Author: Ben Watson
Publisher: Sams, 2010
Aimed at: All C# programmers
Pros: Lots of really good ideas and techniques
Cons: Not quite enough explanation and discussion
Reviewed by: Mike James
This is essentially a cookbook that shows you the best way to use C# to solve various problems. Some of the problems are contrived just to allow the author to write about some topic or other- but this isn't a bad thing.
The topics vary from the very basic - how to create a 2D array, convert a string to a number and so on - to the more esoteric - how to enforce a contract in an interface, convert between number bases, using MVC and so on. Often a basic topic will be placed right along side a more advanced topic and there is no real logical progression from simple to advanced as you work through the book.
The book is spit into four parts. Starting off with C# fundamentals there are sections on everything from basic types to regular expressions and generics. Part Two is about data handling and this is interpreted to mean collections, files, networking, database and XML. Part Three is about user interaction and this takes us well beyond what might be considered core C# into the realm of WPF, ASP .NET and Silverlight. The book closes with Part Four on advanced C#. This has an account of LINQ, memory management, threads, asynchronous and parallel programming and reflection.

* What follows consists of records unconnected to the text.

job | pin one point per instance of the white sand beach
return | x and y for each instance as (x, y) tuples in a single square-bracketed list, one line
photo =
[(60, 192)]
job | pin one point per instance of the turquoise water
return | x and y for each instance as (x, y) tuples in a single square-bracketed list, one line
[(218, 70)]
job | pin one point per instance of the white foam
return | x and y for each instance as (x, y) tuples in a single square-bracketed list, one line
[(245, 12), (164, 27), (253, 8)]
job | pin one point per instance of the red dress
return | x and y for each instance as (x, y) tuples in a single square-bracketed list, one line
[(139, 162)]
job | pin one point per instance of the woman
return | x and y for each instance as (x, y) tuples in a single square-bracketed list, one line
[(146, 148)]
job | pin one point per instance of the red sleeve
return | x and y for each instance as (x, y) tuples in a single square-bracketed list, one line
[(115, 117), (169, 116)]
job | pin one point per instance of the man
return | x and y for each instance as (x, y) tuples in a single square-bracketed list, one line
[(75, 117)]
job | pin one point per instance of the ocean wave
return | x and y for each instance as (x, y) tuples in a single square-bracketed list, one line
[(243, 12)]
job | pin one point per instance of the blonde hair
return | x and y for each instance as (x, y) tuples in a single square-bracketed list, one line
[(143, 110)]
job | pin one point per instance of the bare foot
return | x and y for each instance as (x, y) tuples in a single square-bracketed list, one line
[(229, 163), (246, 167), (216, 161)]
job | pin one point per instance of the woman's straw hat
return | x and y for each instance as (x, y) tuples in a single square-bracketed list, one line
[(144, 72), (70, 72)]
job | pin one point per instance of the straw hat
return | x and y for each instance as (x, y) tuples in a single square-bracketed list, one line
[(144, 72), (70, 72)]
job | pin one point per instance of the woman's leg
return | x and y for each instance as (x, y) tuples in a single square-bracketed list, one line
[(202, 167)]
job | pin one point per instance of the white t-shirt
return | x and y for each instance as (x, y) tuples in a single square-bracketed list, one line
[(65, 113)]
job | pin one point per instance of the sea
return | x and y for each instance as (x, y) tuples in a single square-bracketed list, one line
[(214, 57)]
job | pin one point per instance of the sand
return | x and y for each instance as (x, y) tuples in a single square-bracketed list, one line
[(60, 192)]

The biggest problem with the presentation is that each How-to is short on explanation. In most cases a problem is set and a brief "use this" answer provided. To find out and understand what "use this" means you have to read the code and especially the embedded comments. This mostly works but it would have been better to have just a little more discussion rather than the rapid move to code. This said it is an enjoyable read and you are certain to find something that you didn't know about no matter what level of C# you are working at. Reading it is a bit like turning over pebbles on a beach you never know what you are going to find. So if you want a fairly random but always interesting walk through the world of C# this is a good choice - recommended.